Furthermore, we test the possibility to introduce non-linear corrections in the form of two-layers artificial neural networks (ANN) applied on pairs of consecutive dihedral angles. By testing on an extended dataset, we find that the linear corrections on dihedral angles introduced in Cesari et al., J. Chem. Theory Comput. 2019, 15, 6 as well as introduced ANN potentials significantly reduce existing discrepancies between experiments and simulations regarding NMR observables.
 A. Cesari, S. Bottaro, K. Lindorff-Larsen, P. Banáš, J. Šponer, G. Bussi, J. Chem. Theory Comput., 15, 3425-3431 (2019)
 T. Fröhlking, M. Bernetti, N. Calonaci, G. Bussi, J. Chem. Phys., 152, 230902 (2020)
 P. Kührová, V. Mlýnský, M. Zgarbová, M. Krepl, G. Bussi, R. Best, M. Otyepka, J. Šponer, P. Banáš, J. Chem. Theory Comput., 15, 3288-3305 (2019)

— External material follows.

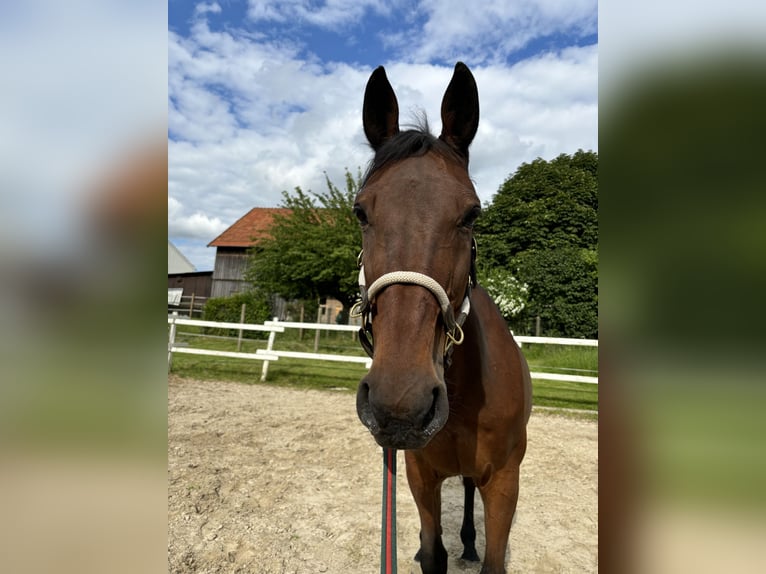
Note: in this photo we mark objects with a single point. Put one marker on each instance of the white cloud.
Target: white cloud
(249, 119)
(331, 14)
(459, 30)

Machine Learning of Metamaterials
Silvia Bonfanti, Università degli Studi di Milano
Mechanical metamaterials are a new class of materials with exceptional properties derived from their designed internal geometry composed of multiple sub-elements or cells, rather than their composition. Through prudent choice of cells arrangement, mechanical metamaterials find a straightforward application as actuators that achieve predetermined input-output operations and can be 3D printed in a single block, with the advantage of removing the assembly phase since there is no longer need for all structural components. Despite the rapid progress in the field, there is still a need for efficient strategies to optimize metamaterial design for a variety of functions.
Here, we first present a computational method for the automatic design of mechanical metamaterial actuators that combines a reinforced Monte Carlo algorithm with discrete element simulations. The method allow us to get machine-generated structures that can reach high efficiency in terms of functionality, exceeding human-designed structures.
Next, we show that it is possible to design novel efficient actuators by training a deep neural network which is then able to predict the efficiency from the image of a structure, and to identify its functional regions which are those mechanically relevant.
The use of machine learning to assist the automatic design of mechanical metamaterial actuators opens intriguing possibilities in terms of algorithmic speed, as it could potentially allow to design larger structures that can not be efficiently simulated by conventional methods, increasing the complexity for countless engineering applications.